Alzheimer’s Disease (AD) is a prevalent neurodegenerative disorder that significantly impacts cognitive and functional abilities. Early and accurate diagnosis of AD and its associated cognitive impairments is critical for effective management and intervention. In this study, we propose a hybrid feature extraction method combining Local Binary Patterns (LBPs) and the DenseNet deep learning model to enhance the classification accuracy of AD and related cognitive conditions. The ADNI3 dataset, consisting of five distinct classes, Alzheimer's Disease (AD), Control, Early Mild Cognitive Impairment (EMCI), Late Mild Cognitive Impairment (LMCI), and Mild Cognitive Impairment (MCI), was employed in this analysis.
Images from the dataset were preprocessed by converting them to grayscale for LBP extraction and resized to 224x224 pixels for DenseNet processing. The extracted LBP and DenseNet features were concatenated to form a comprehensive feature set, which was then used to train a multi-class Support Vector Machine (SVM) classifier with Error-Correcting Output Codes (ECOCs).

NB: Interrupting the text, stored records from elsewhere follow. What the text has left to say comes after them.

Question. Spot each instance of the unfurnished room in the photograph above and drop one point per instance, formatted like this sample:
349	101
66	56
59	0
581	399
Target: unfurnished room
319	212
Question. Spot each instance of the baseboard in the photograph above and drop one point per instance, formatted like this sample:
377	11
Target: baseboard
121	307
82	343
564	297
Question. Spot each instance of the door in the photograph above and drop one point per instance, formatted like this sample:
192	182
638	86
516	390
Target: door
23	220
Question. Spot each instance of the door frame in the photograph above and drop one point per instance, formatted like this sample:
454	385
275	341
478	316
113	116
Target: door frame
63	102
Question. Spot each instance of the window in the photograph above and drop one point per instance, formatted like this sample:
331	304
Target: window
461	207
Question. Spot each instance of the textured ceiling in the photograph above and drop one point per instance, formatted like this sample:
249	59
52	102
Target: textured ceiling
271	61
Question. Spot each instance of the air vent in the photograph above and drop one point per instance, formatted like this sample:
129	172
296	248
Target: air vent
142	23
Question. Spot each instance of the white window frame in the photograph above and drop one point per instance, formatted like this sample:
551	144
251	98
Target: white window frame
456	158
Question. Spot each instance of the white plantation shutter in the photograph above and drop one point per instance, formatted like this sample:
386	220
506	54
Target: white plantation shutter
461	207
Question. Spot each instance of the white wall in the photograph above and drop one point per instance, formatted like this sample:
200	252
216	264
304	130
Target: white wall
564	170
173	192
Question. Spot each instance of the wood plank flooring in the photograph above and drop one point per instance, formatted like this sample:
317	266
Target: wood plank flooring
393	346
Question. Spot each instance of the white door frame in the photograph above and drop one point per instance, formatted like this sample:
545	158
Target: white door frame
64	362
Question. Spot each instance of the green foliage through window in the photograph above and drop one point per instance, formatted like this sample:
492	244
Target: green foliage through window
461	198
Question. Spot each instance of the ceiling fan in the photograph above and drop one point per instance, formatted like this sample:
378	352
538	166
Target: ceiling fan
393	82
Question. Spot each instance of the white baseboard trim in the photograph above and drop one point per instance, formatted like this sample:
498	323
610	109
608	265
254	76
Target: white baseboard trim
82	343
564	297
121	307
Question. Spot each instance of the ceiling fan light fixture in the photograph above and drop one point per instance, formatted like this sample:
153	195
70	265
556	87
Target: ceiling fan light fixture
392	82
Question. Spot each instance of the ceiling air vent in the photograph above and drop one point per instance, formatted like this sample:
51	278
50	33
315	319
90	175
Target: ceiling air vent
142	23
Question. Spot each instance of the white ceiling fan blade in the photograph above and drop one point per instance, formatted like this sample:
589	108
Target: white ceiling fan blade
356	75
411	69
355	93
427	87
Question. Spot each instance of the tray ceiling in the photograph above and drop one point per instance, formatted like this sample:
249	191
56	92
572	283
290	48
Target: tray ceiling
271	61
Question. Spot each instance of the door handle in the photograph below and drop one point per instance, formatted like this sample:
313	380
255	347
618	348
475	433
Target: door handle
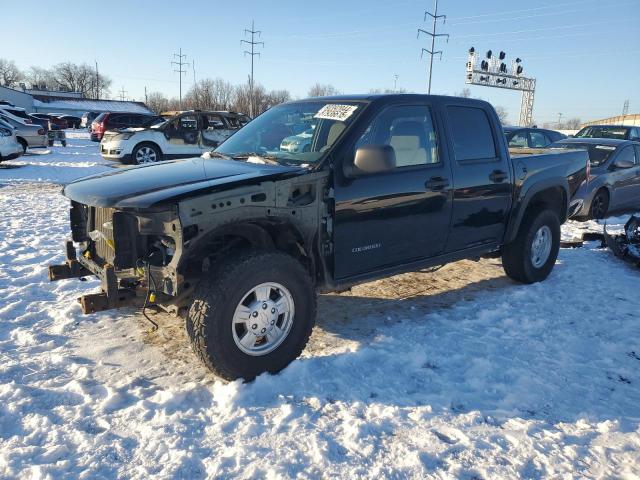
436	183
498	176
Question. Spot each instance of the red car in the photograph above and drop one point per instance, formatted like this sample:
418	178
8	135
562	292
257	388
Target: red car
114	120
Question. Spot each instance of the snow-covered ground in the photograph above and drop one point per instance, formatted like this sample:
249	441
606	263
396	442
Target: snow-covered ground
455	374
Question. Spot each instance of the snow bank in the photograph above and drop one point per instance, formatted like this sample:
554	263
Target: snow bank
536	381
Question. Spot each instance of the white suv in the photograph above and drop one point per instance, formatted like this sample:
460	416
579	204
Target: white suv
187	134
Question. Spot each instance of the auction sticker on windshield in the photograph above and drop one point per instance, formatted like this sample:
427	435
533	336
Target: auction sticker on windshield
337	112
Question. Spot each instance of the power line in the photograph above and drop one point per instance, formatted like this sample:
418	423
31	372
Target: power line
253	53
180	71
433	36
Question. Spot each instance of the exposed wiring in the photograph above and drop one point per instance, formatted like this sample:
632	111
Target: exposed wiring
150	280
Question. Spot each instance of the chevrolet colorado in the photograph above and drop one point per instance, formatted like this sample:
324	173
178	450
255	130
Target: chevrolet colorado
239	241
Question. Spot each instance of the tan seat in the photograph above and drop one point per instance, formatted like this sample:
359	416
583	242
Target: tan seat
408	139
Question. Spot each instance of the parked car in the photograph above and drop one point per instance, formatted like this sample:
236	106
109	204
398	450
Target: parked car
28	135
72	120
10	148
87	118
614	181
55	121
526	137
298	143
17	112
240	242
117	120
185	135
620	132
44	123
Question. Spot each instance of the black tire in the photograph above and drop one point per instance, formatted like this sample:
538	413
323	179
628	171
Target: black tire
599	205
517	256
209	321
137	148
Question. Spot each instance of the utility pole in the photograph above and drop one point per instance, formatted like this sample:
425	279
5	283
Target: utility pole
97	82
433	36
253	53
180	71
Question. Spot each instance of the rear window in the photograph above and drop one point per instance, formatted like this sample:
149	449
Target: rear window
100	117
620	133
472	134
598	154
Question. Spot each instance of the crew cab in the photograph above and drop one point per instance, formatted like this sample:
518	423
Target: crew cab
241	240
184	135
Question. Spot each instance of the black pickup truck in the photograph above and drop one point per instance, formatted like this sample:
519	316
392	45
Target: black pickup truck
314	196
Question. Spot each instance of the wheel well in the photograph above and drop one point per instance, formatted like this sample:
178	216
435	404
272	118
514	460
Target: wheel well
554	198
263	234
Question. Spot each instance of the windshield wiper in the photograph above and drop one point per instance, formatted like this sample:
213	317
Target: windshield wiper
271	159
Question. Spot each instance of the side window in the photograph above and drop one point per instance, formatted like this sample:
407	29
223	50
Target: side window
628	154
538	140
519	140
409	130
214	122
472	133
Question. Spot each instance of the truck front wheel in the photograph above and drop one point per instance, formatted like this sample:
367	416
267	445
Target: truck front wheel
253	314
532	255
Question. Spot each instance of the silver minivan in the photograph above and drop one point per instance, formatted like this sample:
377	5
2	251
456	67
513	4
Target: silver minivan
28	135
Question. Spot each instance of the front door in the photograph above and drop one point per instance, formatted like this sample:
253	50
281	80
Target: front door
183	136
398	216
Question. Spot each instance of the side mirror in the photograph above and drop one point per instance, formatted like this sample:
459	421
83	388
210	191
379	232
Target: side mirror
372	159
623	164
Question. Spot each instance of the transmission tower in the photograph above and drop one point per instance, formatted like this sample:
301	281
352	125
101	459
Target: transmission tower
180	63
252	53
433	36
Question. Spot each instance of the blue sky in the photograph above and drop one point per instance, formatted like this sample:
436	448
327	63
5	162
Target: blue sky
584	54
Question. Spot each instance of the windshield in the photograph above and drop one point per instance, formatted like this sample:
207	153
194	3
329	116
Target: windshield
292	133
598	154
603	132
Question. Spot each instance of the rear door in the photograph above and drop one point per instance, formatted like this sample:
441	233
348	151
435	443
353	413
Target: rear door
482	195
398	216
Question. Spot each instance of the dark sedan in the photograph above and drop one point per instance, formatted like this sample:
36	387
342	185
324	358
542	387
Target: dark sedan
620	132
524	137
614	182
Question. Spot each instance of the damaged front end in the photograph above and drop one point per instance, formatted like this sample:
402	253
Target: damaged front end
627	244
132	252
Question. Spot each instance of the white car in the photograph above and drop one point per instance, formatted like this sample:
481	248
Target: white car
187	134
10	148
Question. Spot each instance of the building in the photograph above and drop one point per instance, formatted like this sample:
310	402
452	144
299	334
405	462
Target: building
631	119
69	103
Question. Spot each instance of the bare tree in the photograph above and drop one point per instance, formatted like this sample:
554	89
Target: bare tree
157	102
79	78
502	114
572	124
10	74
320	90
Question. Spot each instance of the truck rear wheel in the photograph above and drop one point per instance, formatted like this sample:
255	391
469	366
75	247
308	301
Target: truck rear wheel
253	314
532	255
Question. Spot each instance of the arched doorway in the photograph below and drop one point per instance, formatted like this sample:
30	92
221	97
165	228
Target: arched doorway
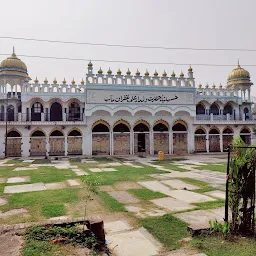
13	144
245	135
75	143
57	143
36	110
101	138
38	143
200	140
214	140
161	137
227	138
180	138
121	138
141	137
56	112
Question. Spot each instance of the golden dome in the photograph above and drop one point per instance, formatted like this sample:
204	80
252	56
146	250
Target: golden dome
119	72
13	66
109	71
100	71
239	72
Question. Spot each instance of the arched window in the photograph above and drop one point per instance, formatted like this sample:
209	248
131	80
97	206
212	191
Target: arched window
228	110
214	109
74	112
36	111
200	110
56	112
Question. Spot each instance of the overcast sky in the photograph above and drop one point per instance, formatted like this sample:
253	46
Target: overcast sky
170	23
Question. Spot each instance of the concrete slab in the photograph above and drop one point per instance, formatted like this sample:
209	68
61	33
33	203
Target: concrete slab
3	201
18	179
172	204
131	243
12	212
25	169
116	226
55	185
24	188
73	183
123	197
179	184
216	193
189	196
156	186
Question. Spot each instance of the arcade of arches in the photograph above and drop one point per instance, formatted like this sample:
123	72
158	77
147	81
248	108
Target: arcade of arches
122	139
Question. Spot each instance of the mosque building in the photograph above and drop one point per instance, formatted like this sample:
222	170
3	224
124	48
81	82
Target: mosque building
120	114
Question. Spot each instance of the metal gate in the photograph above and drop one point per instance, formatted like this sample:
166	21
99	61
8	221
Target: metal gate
200	143
180	143
37	146
57	146
13	147
214	143
75	145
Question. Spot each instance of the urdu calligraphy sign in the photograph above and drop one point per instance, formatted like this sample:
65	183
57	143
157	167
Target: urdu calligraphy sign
139	97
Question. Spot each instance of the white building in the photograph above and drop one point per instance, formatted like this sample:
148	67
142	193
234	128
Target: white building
120	114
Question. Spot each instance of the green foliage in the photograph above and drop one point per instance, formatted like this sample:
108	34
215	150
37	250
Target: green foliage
167	229
146	194
53	210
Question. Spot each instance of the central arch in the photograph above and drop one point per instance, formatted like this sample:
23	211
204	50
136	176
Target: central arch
161	137
101	138
141	137
121	136
180	137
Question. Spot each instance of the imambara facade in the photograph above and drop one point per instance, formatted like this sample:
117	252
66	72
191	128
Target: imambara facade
120	114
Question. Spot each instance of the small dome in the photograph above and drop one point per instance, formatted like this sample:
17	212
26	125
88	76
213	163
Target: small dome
109	71
119	72
100	71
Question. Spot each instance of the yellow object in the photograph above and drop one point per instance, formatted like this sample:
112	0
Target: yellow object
160	155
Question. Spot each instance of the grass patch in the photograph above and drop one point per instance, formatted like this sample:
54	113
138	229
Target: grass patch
53	210
211	204
218	246
167	229
214	167
146	194
111	203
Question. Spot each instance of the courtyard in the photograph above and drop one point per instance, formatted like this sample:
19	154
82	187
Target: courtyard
146	204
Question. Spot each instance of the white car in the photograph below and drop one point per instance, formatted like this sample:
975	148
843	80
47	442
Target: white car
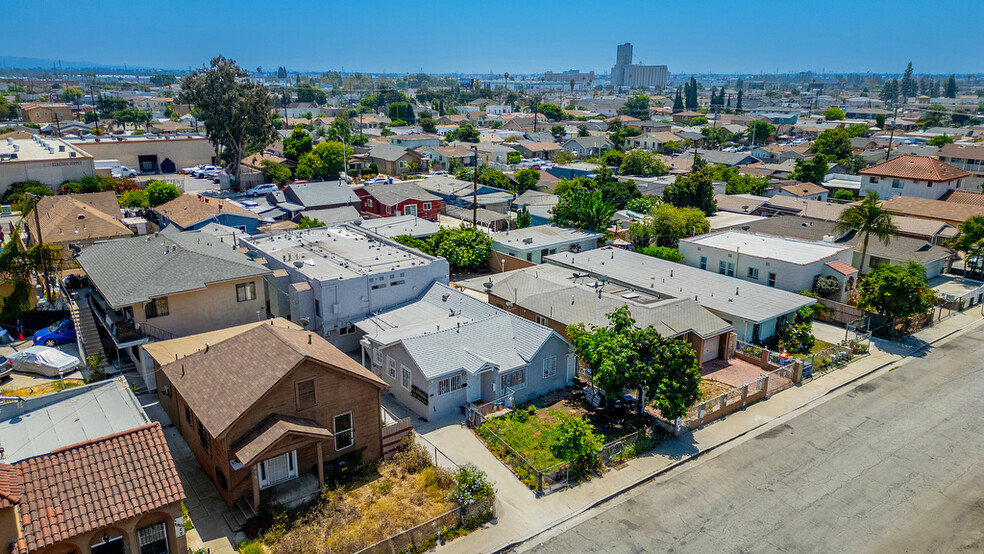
261	190
45	360
123	171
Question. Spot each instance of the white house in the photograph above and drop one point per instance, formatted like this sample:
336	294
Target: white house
789	264
914	176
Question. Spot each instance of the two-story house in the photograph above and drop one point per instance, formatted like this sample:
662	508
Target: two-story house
400	198
912	176
291	403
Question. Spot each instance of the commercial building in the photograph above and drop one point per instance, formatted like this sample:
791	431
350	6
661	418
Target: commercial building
754	310
533	244
449	349
51	161
332	277
628	74
789	264
150	153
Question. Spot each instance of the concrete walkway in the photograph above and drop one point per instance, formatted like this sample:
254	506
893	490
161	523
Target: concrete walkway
521	515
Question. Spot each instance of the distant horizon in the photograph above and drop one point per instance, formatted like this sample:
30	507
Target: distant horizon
438	37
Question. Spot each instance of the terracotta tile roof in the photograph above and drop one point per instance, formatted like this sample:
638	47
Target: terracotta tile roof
11	486
841	267
272	429
954	212
89	485
963	197
248	365
919	168
189	209
79	217
804	189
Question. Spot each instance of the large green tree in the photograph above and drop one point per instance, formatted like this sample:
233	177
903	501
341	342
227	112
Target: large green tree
868	218
896	291
236	111
624	357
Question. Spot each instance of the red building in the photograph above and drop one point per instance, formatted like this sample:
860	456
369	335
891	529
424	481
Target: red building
402	198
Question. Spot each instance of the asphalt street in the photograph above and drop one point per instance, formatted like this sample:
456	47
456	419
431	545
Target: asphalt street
895	464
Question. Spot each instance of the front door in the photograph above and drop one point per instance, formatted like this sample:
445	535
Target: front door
277	470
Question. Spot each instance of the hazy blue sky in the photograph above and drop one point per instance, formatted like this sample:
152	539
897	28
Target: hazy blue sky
519	37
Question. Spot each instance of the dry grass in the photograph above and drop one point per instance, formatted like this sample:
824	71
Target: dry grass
709	388
347	521
41	388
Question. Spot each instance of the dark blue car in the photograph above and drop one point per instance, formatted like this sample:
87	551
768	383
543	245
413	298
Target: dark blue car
58	333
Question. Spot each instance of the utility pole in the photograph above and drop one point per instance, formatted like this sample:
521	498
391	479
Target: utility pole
475	189
891	135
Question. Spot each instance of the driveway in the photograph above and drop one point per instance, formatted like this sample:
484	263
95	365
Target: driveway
895	464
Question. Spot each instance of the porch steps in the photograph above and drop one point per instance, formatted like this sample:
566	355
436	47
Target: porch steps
242	512
85	327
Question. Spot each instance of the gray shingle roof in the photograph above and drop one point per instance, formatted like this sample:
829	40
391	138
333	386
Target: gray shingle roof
130	271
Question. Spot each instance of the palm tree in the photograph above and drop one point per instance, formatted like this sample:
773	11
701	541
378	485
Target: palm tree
868	218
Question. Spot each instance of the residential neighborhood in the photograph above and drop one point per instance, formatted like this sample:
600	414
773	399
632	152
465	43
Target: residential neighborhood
366	295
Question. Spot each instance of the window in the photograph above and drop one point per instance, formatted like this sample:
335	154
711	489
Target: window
448	384
203	437
156	308
307	395
549	367
153	539
344	436
514	380
246	291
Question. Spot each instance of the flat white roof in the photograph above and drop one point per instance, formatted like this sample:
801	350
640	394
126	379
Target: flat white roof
542	236
789	250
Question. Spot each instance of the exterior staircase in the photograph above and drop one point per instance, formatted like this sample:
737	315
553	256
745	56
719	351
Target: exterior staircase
86	332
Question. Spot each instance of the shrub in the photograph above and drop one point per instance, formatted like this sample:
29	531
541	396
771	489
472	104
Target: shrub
470	484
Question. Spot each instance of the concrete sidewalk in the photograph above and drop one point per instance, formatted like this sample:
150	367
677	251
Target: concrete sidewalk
522	515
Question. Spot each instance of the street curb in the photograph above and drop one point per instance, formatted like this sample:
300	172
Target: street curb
692	457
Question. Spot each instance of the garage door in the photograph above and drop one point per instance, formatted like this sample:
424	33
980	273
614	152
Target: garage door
711	348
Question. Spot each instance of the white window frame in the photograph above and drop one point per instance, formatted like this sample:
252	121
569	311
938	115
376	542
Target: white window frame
337	431
549	367
448	385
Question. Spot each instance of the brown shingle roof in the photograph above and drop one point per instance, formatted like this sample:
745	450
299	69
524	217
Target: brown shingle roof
272	429
188	209
79	217
919	168
90	485
247	366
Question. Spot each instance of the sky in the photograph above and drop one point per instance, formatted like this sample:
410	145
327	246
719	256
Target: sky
689	36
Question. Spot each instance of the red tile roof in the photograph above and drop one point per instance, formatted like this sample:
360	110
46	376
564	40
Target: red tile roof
86	486
841	267
919	168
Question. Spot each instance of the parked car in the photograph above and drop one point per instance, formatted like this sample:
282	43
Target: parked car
260	190
201	173
44	360
6	367
123	171
59	332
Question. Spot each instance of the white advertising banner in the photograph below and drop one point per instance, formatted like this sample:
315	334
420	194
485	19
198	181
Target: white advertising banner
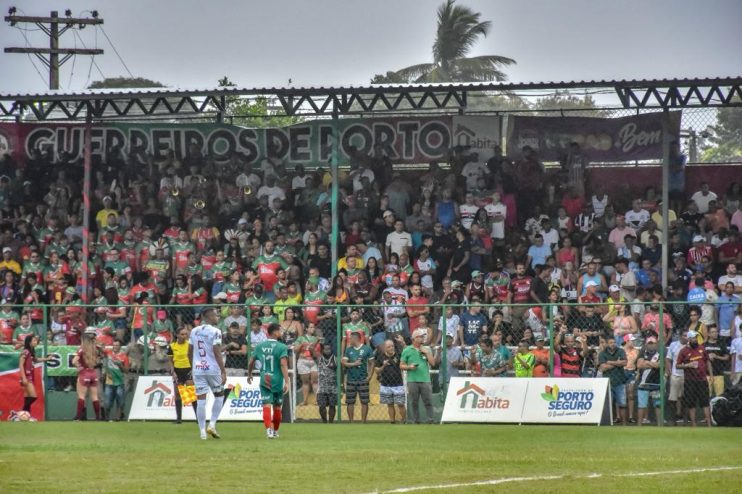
565	401
484	399
526	400
154	399
480	134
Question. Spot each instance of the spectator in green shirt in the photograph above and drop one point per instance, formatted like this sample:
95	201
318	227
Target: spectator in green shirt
612	361
524	361
416	360
357	375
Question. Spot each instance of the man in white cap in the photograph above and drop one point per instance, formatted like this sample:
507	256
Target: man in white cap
698	251
8	263
101	216
416	360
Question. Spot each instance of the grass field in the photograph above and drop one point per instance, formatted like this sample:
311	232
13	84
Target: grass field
160	457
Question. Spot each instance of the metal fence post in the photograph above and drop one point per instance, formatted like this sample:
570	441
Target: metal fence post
662	342
45	319
248	331
443	367
550	331
146	340
338	359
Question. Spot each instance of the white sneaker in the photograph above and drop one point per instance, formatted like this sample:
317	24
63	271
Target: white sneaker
212	432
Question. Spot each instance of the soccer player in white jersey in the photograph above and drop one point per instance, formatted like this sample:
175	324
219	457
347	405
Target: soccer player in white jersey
208	371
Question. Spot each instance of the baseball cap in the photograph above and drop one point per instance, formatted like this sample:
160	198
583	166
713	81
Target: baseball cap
419	332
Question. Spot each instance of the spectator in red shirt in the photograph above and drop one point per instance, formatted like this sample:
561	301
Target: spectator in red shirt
695	363
520	286
417	299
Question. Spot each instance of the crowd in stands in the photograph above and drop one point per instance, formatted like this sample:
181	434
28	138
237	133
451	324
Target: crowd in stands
443	250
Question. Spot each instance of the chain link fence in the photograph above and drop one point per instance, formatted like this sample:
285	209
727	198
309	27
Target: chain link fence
353	361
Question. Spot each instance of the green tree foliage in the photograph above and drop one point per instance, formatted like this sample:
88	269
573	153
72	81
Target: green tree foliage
256	112
726	137
459	28
124	83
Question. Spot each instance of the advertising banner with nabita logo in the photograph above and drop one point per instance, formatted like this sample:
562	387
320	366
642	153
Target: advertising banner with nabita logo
566	401
154	399
484	399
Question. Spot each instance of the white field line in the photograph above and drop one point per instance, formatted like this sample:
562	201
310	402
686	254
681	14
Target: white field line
554	477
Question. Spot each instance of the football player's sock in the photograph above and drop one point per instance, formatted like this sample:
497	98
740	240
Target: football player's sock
201	415
276	418
27	402
216	408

The proposed method demonstrated a robust performance with an overall accuracy of 95.36%. The confusion matrix analysis revealed precision, recall, and F1 scores of 96.93%, 91.54%, and 93.96%, respectively, indicating high reliability in classifying the different stages of cognitive impairment. These findings suggest that the integration of LBP and DenseNet features provides a powerful approach for the early diagnosis and classification of Alzheimer's Disease, with potential applications in clinical settings for facilitating timely interventions and improving patient outcomes.